Brilliant with buttered toast at breakfast (or lunch, or dinner, or as a snack) our savoury mince recipe is packed full of veggies and our own grass fed and finished beef mince. This is the kind of dish that will be even better the next day and is great for batch cooking—double the recipe below to freeze portions you can enjoy when you want a break from doing the cooking. Serves 4 - 6.
2 tbsp olive oil or butter
125g pasture raised bacon loin (half a pack), diced
1 brown onion, diced
1 clove garlic, crushed
6 button mushrooms, sliced
1 large carrot, diced
1 large stick of celery, diced
1/2 cup frozen baby peas
*3 - 4 good handfuls of chopped greens such as spinach, kale or silverbeet
100g tomato paste (approx)
2/3 cup beef stock (homemade using grass fed & finished beef bones is best)

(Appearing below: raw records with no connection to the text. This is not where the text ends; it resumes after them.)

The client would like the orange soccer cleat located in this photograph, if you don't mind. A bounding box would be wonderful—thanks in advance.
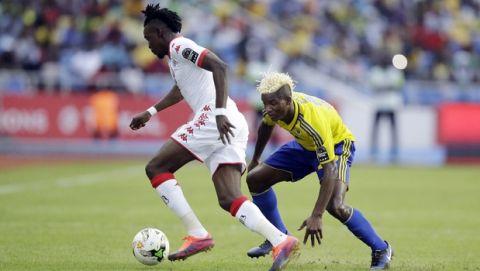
[269,235,299,271]
[168,234,215,261]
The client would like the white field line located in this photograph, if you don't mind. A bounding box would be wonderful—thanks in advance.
[0,166,142,195]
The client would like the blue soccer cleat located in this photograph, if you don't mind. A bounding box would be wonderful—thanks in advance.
[370,241,393,270]
[269,235,299,271]
[247,240,273,258]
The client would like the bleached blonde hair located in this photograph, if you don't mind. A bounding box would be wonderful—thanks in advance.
[257,72,295,94]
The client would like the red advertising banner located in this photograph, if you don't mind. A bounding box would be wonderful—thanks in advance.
[0,95,192,139]
[438,103,480,146]
[0,92,290,141]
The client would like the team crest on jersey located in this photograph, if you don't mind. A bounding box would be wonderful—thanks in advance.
[317,146,328,162]
[182,48,198,63]
[292,128,302,138]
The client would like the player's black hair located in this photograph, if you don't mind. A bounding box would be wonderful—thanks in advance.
[142,4,182,33]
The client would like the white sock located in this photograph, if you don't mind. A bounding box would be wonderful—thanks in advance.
[155,179,208,237]
[235,200,287,246]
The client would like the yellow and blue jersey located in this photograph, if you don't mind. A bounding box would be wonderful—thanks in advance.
[263,92,355,165]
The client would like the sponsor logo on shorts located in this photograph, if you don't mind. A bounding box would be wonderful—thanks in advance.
[182,48,198,63]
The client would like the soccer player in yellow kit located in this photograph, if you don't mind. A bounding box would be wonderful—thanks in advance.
[247,72,393,269]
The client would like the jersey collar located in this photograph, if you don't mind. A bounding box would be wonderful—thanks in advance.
[287,98,300,131]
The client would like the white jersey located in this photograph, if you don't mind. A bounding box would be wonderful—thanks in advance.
[168,37,233,112]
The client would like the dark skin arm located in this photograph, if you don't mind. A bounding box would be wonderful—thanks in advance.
[298,161,338,247]
[248,122,275,171]
[130,85,183,130]
[201,51,235,144]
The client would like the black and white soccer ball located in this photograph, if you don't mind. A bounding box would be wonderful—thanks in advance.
[132,228,170,265]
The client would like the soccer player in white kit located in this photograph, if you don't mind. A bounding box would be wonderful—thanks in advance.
[130,4,298,270]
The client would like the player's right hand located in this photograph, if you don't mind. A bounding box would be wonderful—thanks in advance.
[298,215,323,247]
[130,111,152,130]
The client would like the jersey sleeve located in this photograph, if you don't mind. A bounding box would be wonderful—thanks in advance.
[170,37,208,67]
[262,112,275,126]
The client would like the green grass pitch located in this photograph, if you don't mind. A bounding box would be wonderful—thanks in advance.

1 tsp dried mixed herbs of any combination of fresh herbs like thyme & rosemary
1 bay leaf
Season to taste with salt & pepper
*Arrowroot if you need to thicken
- Heat oil in frypan and brown mince, remove from pan and set aside
- Add a splash of olive oil if the pan is dry, add bacon and cook until the fat begins to render.

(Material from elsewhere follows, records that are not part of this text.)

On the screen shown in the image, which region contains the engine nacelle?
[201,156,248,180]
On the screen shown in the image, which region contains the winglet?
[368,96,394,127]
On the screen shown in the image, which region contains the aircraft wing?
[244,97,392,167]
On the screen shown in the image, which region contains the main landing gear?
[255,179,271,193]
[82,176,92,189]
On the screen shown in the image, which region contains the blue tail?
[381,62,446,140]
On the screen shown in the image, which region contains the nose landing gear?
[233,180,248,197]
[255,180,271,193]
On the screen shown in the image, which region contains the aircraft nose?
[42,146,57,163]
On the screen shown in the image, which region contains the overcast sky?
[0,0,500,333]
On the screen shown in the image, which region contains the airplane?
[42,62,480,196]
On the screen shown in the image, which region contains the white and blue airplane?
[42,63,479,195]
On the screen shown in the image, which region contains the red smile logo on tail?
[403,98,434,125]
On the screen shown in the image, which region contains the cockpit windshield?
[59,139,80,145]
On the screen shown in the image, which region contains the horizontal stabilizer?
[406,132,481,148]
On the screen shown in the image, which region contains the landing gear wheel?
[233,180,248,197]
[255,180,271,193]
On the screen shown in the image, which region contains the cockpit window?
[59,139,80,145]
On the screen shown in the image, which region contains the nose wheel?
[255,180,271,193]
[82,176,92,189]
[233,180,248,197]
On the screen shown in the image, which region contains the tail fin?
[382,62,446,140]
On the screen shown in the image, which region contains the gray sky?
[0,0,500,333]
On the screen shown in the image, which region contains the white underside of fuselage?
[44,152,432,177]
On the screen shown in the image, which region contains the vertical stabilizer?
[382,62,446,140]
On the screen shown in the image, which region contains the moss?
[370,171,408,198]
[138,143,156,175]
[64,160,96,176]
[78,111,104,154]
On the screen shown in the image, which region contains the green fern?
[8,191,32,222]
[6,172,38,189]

- Add the onion and garlic, cook for 2 mins
- Add the diced celery, carrot and sliced mushroom and cook until they begin to soften
- Add the tomato paste, beef stock, thyme and bay leaf and stir to combine—then add the browned beef mince
- Stir and season to taste
- Cook for 20 minutes then add the peas and chopped greens, cook until the greens have wilted but are still bright in colour.
- If you need to thicken the sauce, add arrowroot flour and stir to combine. Add more liquid if it seems too dry.

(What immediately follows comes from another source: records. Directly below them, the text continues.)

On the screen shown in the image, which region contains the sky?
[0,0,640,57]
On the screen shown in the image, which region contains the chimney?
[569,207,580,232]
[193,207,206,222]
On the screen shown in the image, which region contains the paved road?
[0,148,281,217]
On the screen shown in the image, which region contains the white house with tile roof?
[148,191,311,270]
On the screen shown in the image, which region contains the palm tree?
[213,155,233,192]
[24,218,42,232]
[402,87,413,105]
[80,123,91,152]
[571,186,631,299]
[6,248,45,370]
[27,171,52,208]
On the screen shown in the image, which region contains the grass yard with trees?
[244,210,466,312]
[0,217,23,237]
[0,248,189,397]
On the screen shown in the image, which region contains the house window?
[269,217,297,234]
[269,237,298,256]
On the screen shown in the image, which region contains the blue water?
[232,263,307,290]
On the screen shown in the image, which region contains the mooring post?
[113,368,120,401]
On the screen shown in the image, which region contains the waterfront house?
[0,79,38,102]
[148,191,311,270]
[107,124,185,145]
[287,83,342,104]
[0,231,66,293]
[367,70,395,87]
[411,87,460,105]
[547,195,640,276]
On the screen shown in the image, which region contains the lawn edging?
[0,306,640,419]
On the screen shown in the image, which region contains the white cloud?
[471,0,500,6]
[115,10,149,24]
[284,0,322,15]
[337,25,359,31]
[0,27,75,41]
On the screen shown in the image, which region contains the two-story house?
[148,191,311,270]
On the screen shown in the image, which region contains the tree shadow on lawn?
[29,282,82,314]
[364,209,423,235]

Serve with freshly chopped parsley and buttered toast.
*Arrowroot is derived from a tuber plant, not a grain, and can be swapped for any flour you have on hand.
*Savoury mince is great for using up any veggies left in the fridge at the end of the week so feel free to use whatever you have on hand. Likewise if you have unused canned vegetables like corn you can add them in too.